Tout ceci représente donc un nombre très significatif de publications, qui ont trait aux différents aspects de l’art pharmaceutique du milieu du XIXe siècle, où le pharmacien prépare les médicaments qu’il dispense et se trouve confronté aux éventuelles difficultés de leurs méthodes de réalisation, à la qualité des drogues qu’il emploie, donc à leurs falsifications, et à des questions de chimie. Aussi ces travaux portent-ils sur la pharmacie galénique et la technologie pharmaceutique, la chimie et la pharmacie chimique, mais aussi sur la biologie et la chimie clinique. Parmi eux, certains ont été remarqués par les historiens : la question de l’azote atmosphérique et celle du soufre dans les végétaux. Il faut aussi mentionner les procédés technologiques d’évaporation employés par Huraut et cités par Dorvault : un appareillage qui transforme l’alambic en un véritable appareil sous vide et qui constitue sans doute un précurseur du lyophilisateur. Par ailleurs, selon Vigier, c’est Huraut qui a donné à Dorvault l’idée de son célèbre ouvrage. Vigier écrit en effet : « (…) c’est lui qui donna à son ami Dorvault l’idée de L’Officine et l’aurait également signée si la mort ne fût venue le surprendre (…) ». Ceci ne manque pas de surprendre quand on sait que la première édition de cet ouvrage est de 1844 et que Huraut meurt en 1855 ! L’Officine mentionne le nom de Huraut-Moutillard à propos du soluté de proto-iodure de fer de Dupasquier dont Théodore a amélioré la méthode de préparation.       

 

Les activités administratives et philanthropiques

Huraut, élu à la Société d’émulation en 1841, en devient le trésorier l’année suivante et le reste jusqu’en 1850 selon Decaye qui mentionne qu’il est aussi administrateur du bureau de bienfaisance, de la caisse d’épargne, et membre du conseil de salubrité de son arrondissement. Il se dévoue lors de l’épidémie de choléra qui atteint Paris en 1849 et cela lui vaut l’attribution d’une médaille d’argent. Il est enfin le secrétaire annuel de la Société de pharmacie en 1850.

 

Conclusion

Théodore Huraut est mort jeune à l’issue d’une vie professionnelle qui a été décrite comme exemplaire, et aussi au terme d’une vie scientifique riche, comme peu d’officinaux en mènent : une thèse de fin d’études remarquée et analysée dans une revue pharmaceutique de référence, une admission à la Société d’émulation puis à la Société de pharmacie, et un nombre important de publications se rapportant aux différentes facettes de l’art pharmaceutique de l’époque.

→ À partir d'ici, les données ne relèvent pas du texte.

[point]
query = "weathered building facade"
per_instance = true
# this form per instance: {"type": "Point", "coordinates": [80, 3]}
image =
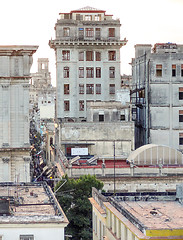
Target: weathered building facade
{"type": "Point", "coordinates": [137, 215]}
{"type": "Point", "coordinates": [42, 94]}
{"type": "Point", "coordinates": [15, 63]}
{"type": "Point", "coordinates": [87, 48]}
{"type": "Point", "coordinates": [30, 211]}
{"type": "Point", "coordinates": [157, 93]}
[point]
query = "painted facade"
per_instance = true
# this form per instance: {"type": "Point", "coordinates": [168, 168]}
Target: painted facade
{"type": "Point", "coordinates": [15, 67]}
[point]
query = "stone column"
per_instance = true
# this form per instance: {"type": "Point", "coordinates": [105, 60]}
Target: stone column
{"type": "Point", "coordinates": [6, 170]}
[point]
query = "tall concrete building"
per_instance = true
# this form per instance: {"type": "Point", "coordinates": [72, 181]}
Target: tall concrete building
{"type": "Point", "coordinates": [157, 94]}
{"type": "Point", "coordinates": [42, 94]}
{"type": "Point", "coordinates": [15, 63]}
{"type": "Point", "coordinates": [87, 48]}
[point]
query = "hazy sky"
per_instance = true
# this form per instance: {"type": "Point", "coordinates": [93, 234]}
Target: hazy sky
{"type": "Point", "coordinates": [24, 22]}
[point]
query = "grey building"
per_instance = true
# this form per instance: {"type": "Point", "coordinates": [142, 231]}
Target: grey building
{"type": "Point", "coordinates": [87, 48]}
{"type": "Point", "coordinates": [157, 94]}
{"type": "Point", "coordinates": [15, 64]}
{"type": "Point", "coordinates": [42, 94]}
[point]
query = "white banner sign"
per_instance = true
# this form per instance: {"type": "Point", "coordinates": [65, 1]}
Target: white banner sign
{"type": "Point", "coordinates": [79, 151]}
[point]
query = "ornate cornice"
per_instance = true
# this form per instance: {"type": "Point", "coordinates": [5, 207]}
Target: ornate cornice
{"type": "Point", "coordinates": [5, 159]}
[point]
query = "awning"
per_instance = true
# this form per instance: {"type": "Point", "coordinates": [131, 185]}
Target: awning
{"type": "Point", "coordinates": [76, 143]}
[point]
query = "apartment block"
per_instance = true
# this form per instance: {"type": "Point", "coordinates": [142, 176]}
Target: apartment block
{"type": "Point", "coordinates": [87, 48]}
{"type": "Point", "coordinates": [137, 215]}
{"type": "Point", "coordinates": [15, 64]}
{"type": "Point", "coordinates": [157, 94]}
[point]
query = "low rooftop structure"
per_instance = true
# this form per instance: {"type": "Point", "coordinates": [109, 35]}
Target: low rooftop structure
{"type": "Point", "coordinates": [31, 208]}
{"type": "Point", "coordinates": [139, 215]}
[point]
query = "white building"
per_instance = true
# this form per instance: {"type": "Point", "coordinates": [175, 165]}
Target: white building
{"type": "Point", "coordinates": [15, 63]}
{"type": "Point", "coordinates": [157, 94]}
{"type": "Point", "coordinates": [87, 48]}
{"type": "Point", "coordinates": [30, 212]}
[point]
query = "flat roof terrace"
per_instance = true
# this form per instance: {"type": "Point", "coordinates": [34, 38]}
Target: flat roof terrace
{"type": "Point", "coordinates": [29, 202]}
{"type": "Point", "coordinates": [156, 215]}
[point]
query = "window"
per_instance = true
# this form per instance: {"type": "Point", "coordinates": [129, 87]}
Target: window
{"type": "Point", "coordinates": [81, 72]}
{"type": "Point", "coordinates": [101, 117]}
{"type": "Point", "coordinates": [112, 72]}
{"type": "Point", "coordinates": [81, 56]}
{"type": "Point", "coordinates": [81, 88]}
{"type": "Point", "coordinates": [81, 33]}
{"type": "Point", "coordinates": [89, 72]}
{"type": "Point", "coordinates": [66, 88]}
{"type": "Point", "coordinates": [26, 237]}
{"type": "Point", "coordinates": [111, 32]}
{"type": "Point", "coordinates": [159, 70]}
{"type": "Point", "coordinates": [66, 106]}
{"type": "Point", "coordinates": [98, 17]}
{"type": "Point", "coordinates": [65, 55]}
{"type": "Point", "coordinates": [180, 138]}
{"type": "Point", "coordinates": [51, 141]}
{"type": "Point", "coordinates": [77, 16]}
{"type": "Point", "coordinates": [81, 105]}
{"type": "Point", "coordinates": [173, 70]}
{"type": "Point", "coordinates": [181, 93]}
{"type": "Point", "coordinates": [111, 88]}
{"type": "Point", "coordinates": [66, 32]}
{"type": "Point", "coordinates": [66, 72]}
{"type": "Point", "coordinates": [89, 88]}
{"type": "Point", "coordinates": [98, 56]}
{"type": "Point", "coordinates": [97, 33]}
{"type": "Point", "coordinates": [66, 16]}
{"type": "Point", "coordinates": [112, 55]}
{"type": "Point", "coordinates": [180, 115]}
{"type": "Point", "coordinates": [89, 32]}
{"type": "Point", "coordinates": [98, 88]}
{"type": "Point", "coordinates": [122, 117]}
{"type": "Point", "coordinates": [88, 18]}
{"type": "Point", "coordinates": [89, 55]}
{"type": "Point", "coordinates": [98, 72]}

Pourtant, en dépit de ses activités et de sa notoriété, Théodore Huraut semble avoir été vite oublié. Dans une publication qui montre des étiquettes utilisées par son successeur, on lit avec surprise : « Pharmacie Moutillard, Buirat successeur », ce qui est faux mais qui est peut-être la conséquence de l’accolement du nom Moutillard à celui de Huraut et de la croyance à une parenté. Buirat ne pouvait cependant pas ignorer la réalité. Aussi l’oubli de Huraut apparaît-il ici comme particulièrement inconvenant, et ceci d’autant plus qu’en dépit des incontestables qualités de Moutillard, Théodore Huraut en avait aussi, cependant que sa liste de publications dépassait de beaucoup celle de son Maître, qui avait été élu à la Société de pharmacie en 1811… Pour sa part, Buirat semble n’avoir rien écrit et il n’a pas été membre de la Société.